Either option offers developers a very quick way to move code from their laptop into a real live running environment for testing. Just tweak the compose file as services scale up.
And common actions like building images, restarting containers, or recreating them from scratch are handled through simple intuitive commands.
Deploying Application Changes
As developers build features or fix bugs, they‘ll frequently rebuild images and restart containers to test code changes.
Docker Compose supports powerful reconfiguration abilities without fully resetting your app stack after updates:
# Rebuild/recreate any changed services
docker-compose up --build
# Restart containers to reload env, app server etc
docker-compose restart webapp
# Stop services without destroying containers
docker-compose stop
# Clean up containers and volumes
docker-compose down
Only updated services need to rebuilt after code changes. And restarting containers to refresh the application is much faster than doing a full reprovision.
Docker actively caches image layers so rebuilds that reuse 90% existing code are very fast. Together this makes the container-build-run cycle extremely tight as developers iterate and test locally.
Running & Scaling Services in Production
Once an application graduates from a developer‘s laptop, we need ways to deploy docker-compose apps onto production infrastructure reliably.
When it comes to moving containers into production, orchestrators like Kubernetes are very popular. But using Docker Compose directly in production is also a viable approach:
docker-compose --scale webapp=10 --scale api=5 up
# Stopping
docker-compose stop webapp
# Zero-downtime deploy
docker service update --image myapp:2.1 webapp
Here Docker Compose relies on Docker Swarm behind the scenes for clustering management. We can easily scale up container instances and gracefully deploy updates.
Running real production workloads directly with Compose may not suit larger complex applications. But for simpler apps and microservices it allows sticking with familiar Compose constructs at scale.
Comparing Docker Compose to Kubernetes
Developers very quickly start hitting the edges of Docker Compose capabilities as application complexity increases:
- Handling failovers of stateful services
- Fine-grained cluster management and scheduling
- Multiple environments and releases
- Canary deployments, A/B testing etc
Migrating to dedicated orchestrators like Kubernetes becomes necessary for very large container fleets with 100s of services. These offer powerful cluster management, deployment features, and native high availability.
However, Kubernetes does ramp up initial complexity significantly through its own set of CRDs, controllers, operators and custom resources. This can frustrate developers just looking to build and test applications rapidly as adding infrastructure logic distracts from coding.
Docker Compose hits a nice sweet spot for accelerating multi-container development while avoiding advanced orchestrator overhead. It‘s a great on-ramp for teams starting with containers, while still relevant even alongside Kubernetes in production.

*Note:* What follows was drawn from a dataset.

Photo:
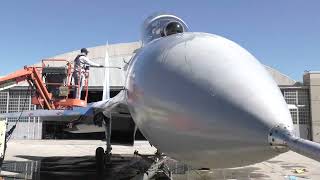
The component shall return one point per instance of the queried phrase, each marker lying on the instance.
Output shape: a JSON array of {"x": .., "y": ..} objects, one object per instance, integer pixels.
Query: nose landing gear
[{"x": 104, "y": 157}]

Key Takeways for Developers
Docker Compose makes it simple for developers to locally build, run and test complex multi-container applications as part of standard coding workflows:
Declarative yaml for readable reusable container environment configs
Powerful container linking for inter-service communication on private networks
Image building tied to code checkins and testing cycles
End-to-end app visibility with aggregated logging and monitoring
Simplified deployment from laptops to test, staging and even production
For modern containerized application stacks, Docker Compose is an essential tool for any developer working with microservices. It tames container complexity, accelerating development velocity.